Notre Dame’s third defensive coordinator in five seasons may have been the prize acquisition of the offseason coaching carousel. At 35, the Broyles Award finalist is a rising star in the profession.
Yet, the former Ohio State linebacker and Cincinnati defensive guru is not ego-driven in any way. He made that clear this week as he answered a question about South Bend predecessors Clark Lea and Mike Elko.
“I want to make sure I say this the right way,” Freeman said on a recent Zoom call with reporters. “What Clark Lea and Mike Elko did before I got in this chair was unbelievable. They set a standard for Notre Dame defense. It was my job to come in here and uphold that standard.”
Lea returned to Vanderbilt, his alma mater, as head coach in December after leading Irish defenses that finished between 12th and 14th nationally in scoring defense during his three seasons at the helm.
Before that, Elko parlayed a 2017 turnaround to 31st nationally in that category into a fat contract to run defense for Jimbo Fisher at Texas A&M.
Now it’s Freeman’s turn to help take Brian Kelly’s program to the next level.
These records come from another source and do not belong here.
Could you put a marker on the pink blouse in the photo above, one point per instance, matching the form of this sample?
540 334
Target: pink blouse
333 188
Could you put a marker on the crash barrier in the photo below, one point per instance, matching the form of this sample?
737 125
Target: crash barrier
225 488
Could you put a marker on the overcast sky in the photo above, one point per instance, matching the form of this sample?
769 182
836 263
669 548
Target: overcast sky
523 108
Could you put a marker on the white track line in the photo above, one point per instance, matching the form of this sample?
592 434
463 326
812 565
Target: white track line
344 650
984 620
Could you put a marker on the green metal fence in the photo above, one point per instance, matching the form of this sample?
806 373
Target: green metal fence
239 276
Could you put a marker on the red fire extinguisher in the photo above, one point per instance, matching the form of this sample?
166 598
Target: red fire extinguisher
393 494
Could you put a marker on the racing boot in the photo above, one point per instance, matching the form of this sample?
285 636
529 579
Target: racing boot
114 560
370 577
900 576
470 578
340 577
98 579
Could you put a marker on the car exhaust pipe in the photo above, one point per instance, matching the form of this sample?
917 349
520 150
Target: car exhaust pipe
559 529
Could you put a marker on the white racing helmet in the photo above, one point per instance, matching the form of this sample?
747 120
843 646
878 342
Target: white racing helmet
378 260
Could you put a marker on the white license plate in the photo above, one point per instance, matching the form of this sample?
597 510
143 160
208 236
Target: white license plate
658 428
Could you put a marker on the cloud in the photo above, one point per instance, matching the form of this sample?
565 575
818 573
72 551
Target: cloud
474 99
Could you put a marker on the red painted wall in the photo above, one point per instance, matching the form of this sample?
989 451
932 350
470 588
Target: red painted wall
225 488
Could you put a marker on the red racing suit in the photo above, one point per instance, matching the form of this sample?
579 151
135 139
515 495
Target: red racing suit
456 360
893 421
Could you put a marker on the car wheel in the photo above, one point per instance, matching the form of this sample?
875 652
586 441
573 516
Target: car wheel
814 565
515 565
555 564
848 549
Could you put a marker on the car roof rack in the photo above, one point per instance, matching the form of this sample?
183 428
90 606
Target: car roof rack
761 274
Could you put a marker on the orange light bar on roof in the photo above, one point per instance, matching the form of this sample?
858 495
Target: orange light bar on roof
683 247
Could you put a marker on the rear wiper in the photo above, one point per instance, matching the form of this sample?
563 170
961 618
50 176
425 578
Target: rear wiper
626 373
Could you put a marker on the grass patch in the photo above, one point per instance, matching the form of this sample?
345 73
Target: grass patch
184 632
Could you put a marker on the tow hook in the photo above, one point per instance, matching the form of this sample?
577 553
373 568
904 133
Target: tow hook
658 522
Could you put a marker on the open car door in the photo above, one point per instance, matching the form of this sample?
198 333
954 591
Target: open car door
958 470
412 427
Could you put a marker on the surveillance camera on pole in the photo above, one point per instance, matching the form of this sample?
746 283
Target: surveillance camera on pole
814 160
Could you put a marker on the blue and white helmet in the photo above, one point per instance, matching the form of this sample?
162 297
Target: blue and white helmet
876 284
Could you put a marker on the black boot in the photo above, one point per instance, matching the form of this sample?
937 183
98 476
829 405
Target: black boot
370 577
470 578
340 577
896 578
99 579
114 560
After two losses in the past three College Football Playoff semifinals, there’s really only one goal left: the program’s first national championship since 1988.
Toward that end, Freeman will make some changes, but they won’t be drastic.
“We might do things a little bit differently in terms of the overall scheme,” he said. “We might pressure a little more, we might move a little bit more. That doesn’t mean that this scheme is better than that scheme or anything else. That just means it’s a different way of actually playing defense.”
Since arriving in January, Freeman has made it clear to his new pupils that they are already on the right track. The four main principles he’s looking for — effort/attitude, ability to get off blocks, ability to tackle and ball disruption — are already right there on film from Notre Dame’s 2020 season.
“The first unit meeting we had, I showed them: ‘Here’s what I view as successful defense,’ “ Freeman said. “All I showed them was plays they’ve already done, these different fundamentals they’ve already displayed.”
It wasn’t a montage of defensive highlights from Cincinnati, where Freeman took the Bearcats’ scoring defense from 93rd nationally in his first year (2017) to eighth nationally in two of the past three years.
He’s not looking to be the Rainmaker. That would be off-putting to such an accomplished group.
Instead, Freeman just wants the Irish to hone those preexisting traits into an unbending wall of excellence.
“Those four things are why we’ll have success,” Freeman said. “I make sure they understand every time I stand in front of the room: ‘It’s not because of any scheme that I’ve brought here. It’s because of the way we play.’ That’s why we’re going to have success.”